# peep sight will not line up



## Spotshooter2 (Oct 23, 2003)

Is the string loop tied properly, are the knots on opposite sides of the string? 
If they are, you can get them set correctly then put a couple drops of gluse on the knots and let set overnight.


----------



## dwagoner (Sep 27, 2007)

knots need to be opposite like SPOT said, also when tying on a loop i think a bit of wax on the end helps the knots cinch down tighter on the string cause it helps eliminate the friction in the knots. take off or retie with some string wax and tighten the loop.


----------



## teammemphis (Jan 6, 2010)

If the loop is tied correctly the knots should be on oposite sides like stated before, and the more you pull the loop the tighter it should get if tied right.


----------



## asa1485 (Jan 16, 2008)

The way we do it at the shop and it works excellent is the following. You will need a press.

Mark on string where peep needs to be with a marker.

Take peep out.

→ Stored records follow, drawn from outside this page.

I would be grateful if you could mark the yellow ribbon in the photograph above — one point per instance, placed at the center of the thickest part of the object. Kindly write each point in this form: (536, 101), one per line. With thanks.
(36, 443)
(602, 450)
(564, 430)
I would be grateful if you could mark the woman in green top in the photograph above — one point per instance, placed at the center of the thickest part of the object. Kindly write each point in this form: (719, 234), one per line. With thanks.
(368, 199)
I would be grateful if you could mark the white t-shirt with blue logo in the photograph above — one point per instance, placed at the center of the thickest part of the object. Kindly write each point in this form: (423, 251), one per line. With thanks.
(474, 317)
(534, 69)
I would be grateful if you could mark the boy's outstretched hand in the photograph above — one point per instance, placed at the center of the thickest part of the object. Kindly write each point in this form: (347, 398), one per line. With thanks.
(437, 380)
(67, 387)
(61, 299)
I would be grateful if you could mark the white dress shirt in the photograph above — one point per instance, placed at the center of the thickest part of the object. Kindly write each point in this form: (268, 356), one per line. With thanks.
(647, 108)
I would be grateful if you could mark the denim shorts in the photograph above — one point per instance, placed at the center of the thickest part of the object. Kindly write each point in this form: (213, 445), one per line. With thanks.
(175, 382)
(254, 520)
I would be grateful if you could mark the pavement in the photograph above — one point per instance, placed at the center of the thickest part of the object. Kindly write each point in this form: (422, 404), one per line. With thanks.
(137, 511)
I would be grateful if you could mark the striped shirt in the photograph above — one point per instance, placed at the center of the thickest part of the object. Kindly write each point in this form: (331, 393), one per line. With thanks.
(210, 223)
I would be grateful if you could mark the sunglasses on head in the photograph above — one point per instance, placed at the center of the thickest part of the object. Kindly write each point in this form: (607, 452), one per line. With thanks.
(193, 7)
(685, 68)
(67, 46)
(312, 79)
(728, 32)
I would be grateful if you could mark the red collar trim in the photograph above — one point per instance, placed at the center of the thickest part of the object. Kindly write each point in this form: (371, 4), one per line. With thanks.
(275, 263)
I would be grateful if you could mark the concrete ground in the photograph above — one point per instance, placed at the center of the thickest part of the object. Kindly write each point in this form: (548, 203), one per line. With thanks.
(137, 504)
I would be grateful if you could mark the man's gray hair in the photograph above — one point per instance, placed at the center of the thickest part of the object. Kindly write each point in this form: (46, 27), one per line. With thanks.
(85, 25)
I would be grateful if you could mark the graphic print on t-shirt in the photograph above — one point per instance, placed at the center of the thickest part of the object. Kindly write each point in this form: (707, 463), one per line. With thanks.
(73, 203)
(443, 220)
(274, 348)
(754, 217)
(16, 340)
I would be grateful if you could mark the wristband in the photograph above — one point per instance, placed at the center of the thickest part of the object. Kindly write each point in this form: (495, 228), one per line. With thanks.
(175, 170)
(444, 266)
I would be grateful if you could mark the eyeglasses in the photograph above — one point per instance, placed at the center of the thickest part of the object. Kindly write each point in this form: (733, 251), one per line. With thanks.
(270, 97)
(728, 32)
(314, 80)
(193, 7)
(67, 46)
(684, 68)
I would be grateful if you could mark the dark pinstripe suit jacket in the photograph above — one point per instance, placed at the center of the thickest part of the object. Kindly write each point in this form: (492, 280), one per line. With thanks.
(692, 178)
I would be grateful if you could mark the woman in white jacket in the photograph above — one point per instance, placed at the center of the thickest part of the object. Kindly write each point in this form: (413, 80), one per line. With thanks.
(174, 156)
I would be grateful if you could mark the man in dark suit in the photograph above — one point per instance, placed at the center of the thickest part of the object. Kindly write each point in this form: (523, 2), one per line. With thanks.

Mark 1/2 inch on both sides of where peep needs to be. 

Using the 1/2 inch marks you just made serve the string (without any pressure on it from the press) with peep out in both directions away from the peep.

Now re-install peep. It will be a little tight but it will go.

Now put you a new loop on the string. Be sure that the knots are on opposite sides as stated earlier.

Peep should not rotate and the loop should now stay straight.


----------



## SonnyThomas (Sep 10, 2006)

Good info in replies. Get the peep to align and then wax the loop before installing.
I use nock pliers for tightening loops, but a good set of needle nose pliers will work. 

Sometimes "training the peep" gets the job done. Be aggressive here. Twist the peep severely while holding the string at the loop location. If this becomes too much, then twist the peep back about half of your severe twist. It takes a little time and experience, but sometimes works. Then there is the peep that is off center a tiny bit, but straightens at full draw. This is okay. I have two bows that the peep has been doing this, one for 3 years and one for going on two years.


----------